Der Eigentümer des westlichen Zweidrittel des Areals, die Göttinger Kurth Immobilien GmbH, war beim Planungsverfahren 2016 noch mit einem Neubauvolumen von 60-70.000 m² zufrieden und hatte sogar eine Variante vorgestellt, in der das Astra und das Urban Spree erhalten blieb (Link zu meiner Untersuchung). Das war etwa die Hälfte der Baumasse, die jetzt als unverhandelbare Notwendigkeit im Raum steht (Artikel dazu).
Heute wird geplant, als wäre das RAW eine nutzlose Brache. So wird einfach mal das Astra abgerissen, das Urban Spree und der Suicide Circus, die schönen Hallen entlang der Skaterhalle und ein wesentlicher Teil der Skaterhalle selbst, der Bestand am Kletterturm-Biergarten. Der heutige Parkplatz, wo immer eine Freifläche gefordert und beschlossen war, wird mit Neubaublocks zugeknallt, entlang der Revaler Straße werden Blocks in das Denkmalensemble eingesetzt, die es völlig verunstalten und im östlichen Bereich reißt die International Campus AG einfach schon mal alles ab, was den Hochhausplänen im Wege steht… Das alles lässt der Bezirk geschehen, obwohl er die Planungshoheit besitzt.

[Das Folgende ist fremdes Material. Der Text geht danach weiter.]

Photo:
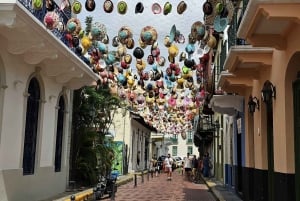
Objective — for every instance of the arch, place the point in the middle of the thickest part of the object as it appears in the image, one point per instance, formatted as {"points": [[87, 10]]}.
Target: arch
{"points": [[61, 107], [59, 133], [292, 88], [3, 86], [31, 126]]}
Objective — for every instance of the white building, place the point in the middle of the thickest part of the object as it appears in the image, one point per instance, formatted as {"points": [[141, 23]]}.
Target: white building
{"points": [[134, 133], [175, 145], [37, 76]]}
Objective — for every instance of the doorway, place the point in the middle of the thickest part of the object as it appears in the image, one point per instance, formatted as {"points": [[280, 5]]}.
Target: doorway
{"points": [[296, 93]]}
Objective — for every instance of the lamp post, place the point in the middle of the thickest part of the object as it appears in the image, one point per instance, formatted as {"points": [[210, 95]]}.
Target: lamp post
{"points": [[124, 163], [216, 149], [268, 92], [253, 104]]}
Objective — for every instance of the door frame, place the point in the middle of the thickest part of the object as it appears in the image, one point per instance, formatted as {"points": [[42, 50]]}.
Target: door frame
{"points": [[296, 107]]}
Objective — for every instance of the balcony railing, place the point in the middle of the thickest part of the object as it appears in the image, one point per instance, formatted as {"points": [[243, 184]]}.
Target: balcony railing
{"points": [[174, 140], [65, 14], [238, 14]]}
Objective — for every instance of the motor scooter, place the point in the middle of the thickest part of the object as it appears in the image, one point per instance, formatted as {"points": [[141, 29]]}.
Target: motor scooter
{"points": [[106, 185]]}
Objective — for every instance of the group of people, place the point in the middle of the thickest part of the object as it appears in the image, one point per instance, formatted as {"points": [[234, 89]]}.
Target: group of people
{"points": [[191, 167]]}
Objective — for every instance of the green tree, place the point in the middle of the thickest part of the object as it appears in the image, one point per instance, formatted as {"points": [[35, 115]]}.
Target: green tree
{"points": [[93, 112]]}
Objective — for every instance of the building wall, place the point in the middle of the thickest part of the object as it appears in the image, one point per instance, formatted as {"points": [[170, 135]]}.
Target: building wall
{"points": [[136, 136], [45, 182]]}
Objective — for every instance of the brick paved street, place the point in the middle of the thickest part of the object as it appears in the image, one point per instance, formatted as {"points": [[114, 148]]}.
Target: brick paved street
{"points": [[159, 189]]}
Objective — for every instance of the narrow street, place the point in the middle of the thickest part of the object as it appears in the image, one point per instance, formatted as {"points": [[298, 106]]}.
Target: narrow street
{"points": [[159, 188]]}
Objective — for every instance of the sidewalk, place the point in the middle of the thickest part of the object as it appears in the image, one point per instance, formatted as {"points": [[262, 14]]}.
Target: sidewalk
{"points": [[220, 191], [84, 194]]}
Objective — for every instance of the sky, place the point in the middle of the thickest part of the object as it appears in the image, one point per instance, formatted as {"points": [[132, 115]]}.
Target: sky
{"points": [[137, 21]]}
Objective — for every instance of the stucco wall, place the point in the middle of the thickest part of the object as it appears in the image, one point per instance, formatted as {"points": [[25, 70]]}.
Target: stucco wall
{"points": [[45, 182]]}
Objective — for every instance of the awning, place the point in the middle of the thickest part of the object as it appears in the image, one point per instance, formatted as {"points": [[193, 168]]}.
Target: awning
{"points": [[227, 104]]}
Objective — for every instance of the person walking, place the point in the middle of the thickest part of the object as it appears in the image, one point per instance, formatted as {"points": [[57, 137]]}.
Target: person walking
{"points": [[206, 165], [188, 167], [168, 166], [195, 167]]}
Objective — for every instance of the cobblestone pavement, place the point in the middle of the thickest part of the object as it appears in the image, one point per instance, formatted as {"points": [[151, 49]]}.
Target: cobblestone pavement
{"points": [[160, 189]]}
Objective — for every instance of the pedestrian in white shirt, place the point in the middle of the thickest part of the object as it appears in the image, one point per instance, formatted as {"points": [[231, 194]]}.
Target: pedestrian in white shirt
{"points": [[168, 166], [188, 167]]}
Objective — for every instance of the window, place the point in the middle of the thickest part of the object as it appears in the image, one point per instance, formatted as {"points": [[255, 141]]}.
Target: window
{"points": [[59, 134], [190, 150], [174, 151], [190, 137], [31, 126]]}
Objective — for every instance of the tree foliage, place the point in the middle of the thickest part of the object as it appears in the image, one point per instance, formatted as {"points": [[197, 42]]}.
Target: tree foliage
{"points": [[93, 112]]}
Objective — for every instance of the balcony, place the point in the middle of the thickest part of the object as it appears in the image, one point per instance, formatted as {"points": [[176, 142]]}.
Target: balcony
{"points": [[24, 35], [268, 23]]}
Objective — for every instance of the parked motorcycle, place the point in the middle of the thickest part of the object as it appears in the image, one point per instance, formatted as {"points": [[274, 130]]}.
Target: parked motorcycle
{"points": [[106, 185]]}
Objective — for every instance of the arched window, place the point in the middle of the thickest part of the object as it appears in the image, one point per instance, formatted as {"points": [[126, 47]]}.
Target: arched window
{"points": [[59, 134], [31, 126]]}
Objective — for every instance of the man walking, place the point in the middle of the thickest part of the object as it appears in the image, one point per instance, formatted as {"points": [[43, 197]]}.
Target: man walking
{"points": [[188, 167], [168, 166]]}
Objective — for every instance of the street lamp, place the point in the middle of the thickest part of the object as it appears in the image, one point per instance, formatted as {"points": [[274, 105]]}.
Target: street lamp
{"points": [[124, 111], [268, 92], [252, 104]]}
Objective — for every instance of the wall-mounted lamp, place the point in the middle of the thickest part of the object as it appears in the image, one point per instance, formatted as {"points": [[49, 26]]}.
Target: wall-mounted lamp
{"points": [[252, 104], [268, 92]]}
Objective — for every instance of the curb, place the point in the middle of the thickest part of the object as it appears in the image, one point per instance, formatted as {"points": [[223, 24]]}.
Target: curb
{"points": [[87, 194], [212, 189]]}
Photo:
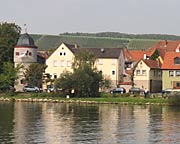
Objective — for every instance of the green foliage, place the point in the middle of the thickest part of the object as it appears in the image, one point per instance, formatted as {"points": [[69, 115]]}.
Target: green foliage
{"points": [[34, 74], [9, 34], [155, 55], [8, 76], [65, 82], [85, 79]]}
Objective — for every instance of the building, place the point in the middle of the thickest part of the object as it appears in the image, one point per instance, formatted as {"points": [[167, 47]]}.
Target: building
{"points": [[25, 53], [109, 60], [147, 75], [171, 70]]}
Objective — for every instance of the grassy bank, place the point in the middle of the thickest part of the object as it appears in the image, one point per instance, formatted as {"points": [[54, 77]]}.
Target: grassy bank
{"points": [[105, 98]]}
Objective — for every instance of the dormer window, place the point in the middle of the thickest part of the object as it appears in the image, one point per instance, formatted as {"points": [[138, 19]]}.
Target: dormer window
{"points": [[177, 60]]}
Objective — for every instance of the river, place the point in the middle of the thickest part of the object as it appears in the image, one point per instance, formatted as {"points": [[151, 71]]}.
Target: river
{"points": [[64, 123]]}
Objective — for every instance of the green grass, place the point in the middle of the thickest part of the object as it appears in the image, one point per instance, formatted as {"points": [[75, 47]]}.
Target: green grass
{"points": [[46, 42], [108, 99]]}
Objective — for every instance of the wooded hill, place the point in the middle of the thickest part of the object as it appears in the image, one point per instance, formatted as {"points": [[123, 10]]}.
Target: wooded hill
{"points": [[106, 39]]}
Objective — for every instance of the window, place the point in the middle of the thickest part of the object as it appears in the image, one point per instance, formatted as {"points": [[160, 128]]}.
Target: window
{"points": [[17, 53], [55, 63], [177, 84], [113, 72], [143, 72], [69, 63], [55, 76], [137, 72], [113, 62], [62, 63], [171, 73], [176, 60], [178, 73], [100, 62]]}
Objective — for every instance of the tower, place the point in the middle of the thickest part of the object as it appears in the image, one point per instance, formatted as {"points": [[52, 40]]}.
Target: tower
{"points": [[25, 53]]}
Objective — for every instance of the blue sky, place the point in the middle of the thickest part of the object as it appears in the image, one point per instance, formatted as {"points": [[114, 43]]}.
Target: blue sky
{"points": [[126, 16]]}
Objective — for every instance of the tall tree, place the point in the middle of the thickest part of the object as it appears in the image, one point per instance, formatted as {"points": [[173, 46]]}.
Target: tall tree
{"points": [[8, 75], [9, 34], [34, 74]]}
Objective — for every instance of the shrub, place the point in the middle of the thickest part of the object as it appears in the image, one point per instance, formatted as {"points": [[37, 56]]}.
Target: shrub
{"points": [[174, 99]]}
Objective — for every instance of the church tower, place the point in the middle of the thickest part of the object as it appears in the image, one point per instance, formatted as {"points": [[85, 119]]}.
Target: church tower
{"points": [[25, 53]]}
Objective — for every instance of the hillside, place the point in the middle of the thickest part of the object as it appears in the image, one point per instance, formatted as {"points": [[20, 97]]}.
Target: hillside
{"points": [[45, 42]]}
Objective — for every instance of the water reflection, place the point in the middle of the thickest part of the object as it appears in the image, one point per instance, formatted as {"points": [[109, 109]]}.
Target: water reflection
{"points": [[80, 123]]}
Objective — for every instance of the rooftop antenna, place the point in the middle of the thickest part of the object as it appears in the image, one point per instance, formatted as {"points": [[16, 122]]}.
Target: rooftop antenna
{"points": [[25, 28]]}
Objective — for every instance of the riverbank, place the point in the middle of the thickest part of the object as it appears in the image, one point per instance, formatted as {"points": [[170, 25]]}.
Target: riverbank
{"points": [[108, 99]]}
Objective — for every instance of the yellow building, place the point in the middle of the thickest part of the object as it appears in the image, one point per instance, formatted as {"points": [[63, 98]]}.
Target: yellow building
{"points": [[147, 75], [109, 60]]}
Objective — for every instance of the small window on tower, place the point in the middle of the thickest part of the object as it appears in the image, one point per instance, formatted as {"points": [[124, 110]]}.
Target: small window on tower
{"points": [[17, 53]]}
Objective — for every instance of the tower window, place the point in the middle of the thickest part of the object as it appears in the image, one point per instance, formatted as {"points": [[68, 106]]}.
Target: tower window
{"points": [[30, 54], [17, 53], [113, 72]]}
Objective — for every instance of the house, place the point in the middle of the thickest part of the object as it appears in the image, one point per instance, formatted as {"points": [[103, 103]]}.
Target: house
{"points": [[147, 75], [109, 60], [171, 70]]}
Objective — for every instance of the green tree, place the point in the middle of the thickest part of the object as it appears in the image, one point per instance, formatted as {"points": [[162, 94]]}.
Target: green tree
{"points": [[9, 34], [34, 74], [8, 76], [85, 79]]}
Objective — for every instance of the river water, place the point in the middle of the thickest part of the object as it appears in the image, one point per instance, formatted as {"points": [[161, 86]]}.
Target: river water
{"points": [[59, 123]]}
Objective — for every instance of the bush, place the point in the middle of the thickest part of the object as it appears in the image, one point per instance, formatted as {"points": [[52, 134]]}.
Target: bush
{"points": [[174, 99]]}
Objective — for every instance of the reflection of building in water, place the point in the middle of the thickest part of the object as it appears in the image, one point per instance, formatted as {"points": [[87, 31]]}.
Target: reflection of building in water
{"points": [[112, 119], [57, 125], [141, 123], [170, 125], [27, 119]]}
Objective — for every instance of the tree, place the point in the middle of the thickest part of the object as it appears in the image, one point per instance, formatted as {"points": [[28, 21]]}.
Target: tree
{"points": [[85, 80], [8, 75], [9, 34], [34, 74]]}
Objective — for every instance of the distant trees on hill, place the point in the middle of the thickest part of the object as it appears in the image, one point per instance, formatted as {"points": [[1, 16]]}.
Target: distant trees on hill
{"points": [[123, 35]]}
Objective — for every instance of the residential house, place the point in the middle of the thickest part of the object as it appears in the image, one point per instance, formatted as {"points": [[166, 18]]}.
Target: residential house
{"points": [[171, 70], [109, 60], [147, 75]]}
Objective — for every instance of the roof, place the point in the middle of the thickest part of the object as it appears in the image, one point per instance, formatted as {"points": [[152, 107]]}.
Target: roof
{"points": [[153, 64], [165, 45], [137, 54], [169, 61], [101, 52], [127, 55], [25, 40]]}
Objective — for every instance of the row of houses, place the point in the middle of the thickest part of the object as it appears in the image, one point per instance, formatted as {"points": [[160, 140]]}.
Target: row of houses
{"points": [[155, 69]]}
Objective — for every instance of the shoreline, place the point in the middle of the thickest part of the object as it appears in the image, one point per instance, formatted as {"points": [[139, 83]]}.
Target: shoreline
{"points": [[84, 100]]}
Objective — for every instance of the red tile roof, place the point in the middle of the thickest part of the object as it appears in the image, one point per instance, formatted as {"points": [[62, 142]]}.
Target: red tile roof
{"points": [[169, 61], [154, 64], [165, 45], [137, 54]]}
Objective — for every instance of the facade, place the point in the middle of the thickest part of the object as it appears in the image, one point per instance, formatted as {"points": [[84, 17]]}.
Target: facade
{"points": [[25, 53], [171, 70], [147, 75], [109, 60]]}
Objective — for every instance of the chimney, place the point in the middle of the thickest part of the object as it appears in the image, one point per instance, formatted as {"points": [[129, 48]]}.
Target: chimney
{"points": [[145, 56], [166, 42]]}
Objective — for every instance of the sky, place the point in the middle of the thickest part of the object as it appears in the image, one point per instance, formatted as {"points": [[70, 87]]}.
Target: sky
{"points": [[93, 16]]}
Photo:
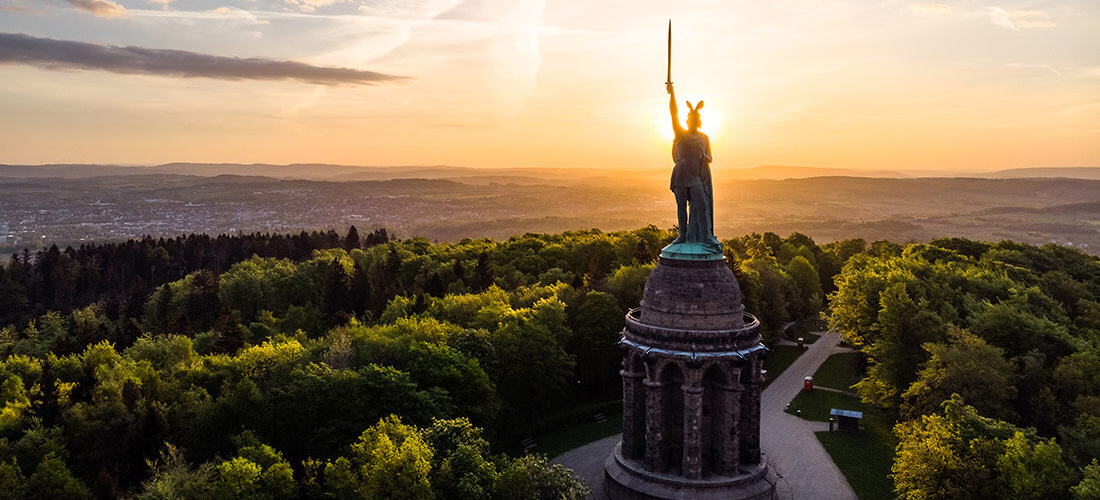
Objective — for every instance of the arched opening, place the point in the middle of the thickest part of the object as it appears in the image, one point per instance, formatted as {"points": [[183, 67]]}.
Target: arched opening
{"points": [[745, 434], [714, 422], [672, 418], [634, 407]]}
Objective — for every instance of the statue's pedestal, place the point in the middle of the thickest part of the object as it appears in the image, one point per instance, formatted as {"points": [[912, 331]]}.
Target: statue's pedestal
{"points": [[628, 480], [691, 252]]}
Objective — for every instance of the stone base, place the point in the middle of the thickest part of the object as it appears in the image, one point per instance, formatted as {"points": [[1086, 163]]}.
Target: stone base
{"points": [[628, 480]]}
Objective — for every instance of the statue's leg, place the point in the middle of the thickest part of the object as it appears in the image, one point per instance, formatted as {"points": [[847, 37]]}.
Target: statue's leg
{"points": [[681, 195], [697, 233]]}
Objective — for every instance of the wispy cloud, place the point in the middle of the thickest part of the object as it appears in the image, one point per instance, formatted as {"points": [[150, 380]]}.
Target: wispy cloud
{"points": [[1035, 66], [1000, 18], [61, 54], [105, 9], [1015, 20], [1031, 19], [930, 9]]}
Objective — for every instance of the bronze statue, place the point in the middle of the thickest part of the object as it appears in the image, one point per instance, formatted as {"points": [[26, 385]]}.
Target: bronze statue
{"points": [[691, 177]]}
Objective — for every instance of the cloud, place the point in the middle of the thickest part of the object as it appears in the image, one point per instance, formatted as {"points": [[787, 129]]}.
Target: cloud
{"points": [[61, 54], [1018, 19], [1000, 18], [930, 9], [1031, 19], [105, 9]]}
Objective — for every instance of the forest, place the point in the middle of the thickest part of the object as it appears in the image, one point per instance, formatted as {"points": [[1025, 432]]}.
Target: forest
{"points": [[333, 365], [325, 365]]}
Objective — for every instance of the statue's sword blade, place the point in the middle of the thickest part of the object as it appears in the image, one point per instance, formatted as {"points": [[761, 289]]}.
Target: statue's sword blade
{"points": [[668, 77]]}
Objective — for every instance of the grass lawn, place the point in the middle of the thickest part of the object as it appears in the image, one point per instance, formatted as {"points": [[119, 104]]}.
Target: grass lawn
{"points": [[559, 442], [839, 371], [780, 357], [865, 457]]}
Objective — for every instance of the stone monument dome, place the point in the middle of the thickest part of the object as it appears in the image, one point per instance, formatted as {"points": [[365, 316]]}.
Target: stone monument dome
{"points": [[691, 390]]}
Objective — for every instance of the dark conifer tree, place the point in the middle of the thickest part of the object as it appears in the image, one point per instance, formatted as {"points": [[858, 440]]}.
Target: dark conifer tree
{"points": [[483, 273], [352, 241]]}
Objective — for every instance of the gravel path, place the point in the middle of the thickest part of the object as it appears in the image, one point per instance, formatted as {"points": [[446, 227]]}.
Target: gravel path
{"points": [[806, 469], [789, 442]]}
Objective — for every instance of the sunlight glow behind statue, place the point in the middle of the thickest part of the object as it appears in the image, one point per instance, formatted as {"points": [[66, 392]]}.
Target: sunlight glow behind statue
{"points": [[691, 181]]}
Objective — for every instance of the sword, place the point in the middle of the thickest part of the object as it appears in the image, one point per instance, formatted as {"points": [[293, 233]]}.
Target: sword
{"points": [[668, 78]]}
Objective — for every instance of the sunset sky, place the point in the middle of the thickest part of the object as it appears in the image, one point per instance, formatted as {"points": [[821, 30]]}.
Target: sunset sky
{"points": [[867, 84]]}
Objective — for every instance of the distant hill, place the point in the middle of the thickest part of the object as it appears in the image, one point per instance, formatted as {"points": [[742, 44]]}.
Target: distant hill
{"points": [[788, 171], [551, 176], [1074, 173]]}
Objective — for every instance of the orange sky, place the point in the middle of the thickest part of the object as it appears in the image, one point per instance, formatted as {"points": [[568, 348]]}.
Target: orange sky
{"points": [[965, 85]]}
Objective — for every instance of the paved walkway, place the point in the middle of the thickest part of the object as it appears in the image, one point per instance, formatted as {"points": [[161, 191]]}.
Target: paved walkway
{"points": [[806, 469]]}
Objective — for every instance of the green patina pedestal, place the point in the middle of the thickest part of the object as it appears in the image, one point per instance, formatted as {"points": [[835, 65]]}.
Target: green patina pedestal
{"points": [[692, 251]]}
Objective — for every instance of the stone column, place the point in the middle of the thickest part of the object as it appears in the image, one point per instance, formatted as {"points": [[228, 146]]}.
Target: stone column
{"points": [[634, 414], [655, 435], [729, 444], [693, 435]]}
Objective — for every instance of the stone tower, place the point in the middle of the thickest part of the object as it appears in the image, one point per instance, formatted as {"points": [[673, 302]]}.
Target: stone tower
{"points": [[691, 389]]}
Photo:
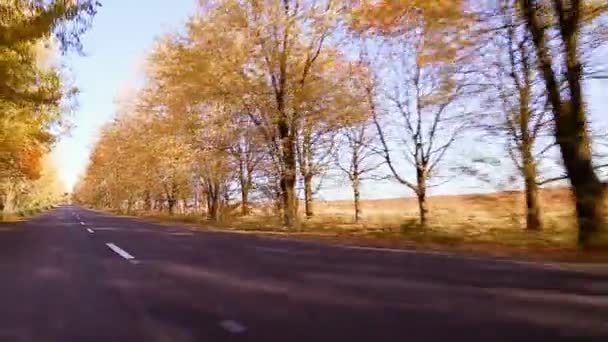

So könnte das übersetzt in mein 3D-Modell einmal aussehen:
Es spricht wenig gegen einige Neubauten auf dem RAW-Gelände und es gibt Bereiche, wo dies möglich ist. Aber das vorgestellte Modell ist absurd! Ich komme bei den Flächenberechnungen auf sagenhafte 126.000 m² Neubauflächen allein für den Bereich der Kurth Immobilien. Das übertrifft sogar deren urspüngliche Maximalforderung und darf auf keinen Fall umgesetzt werden.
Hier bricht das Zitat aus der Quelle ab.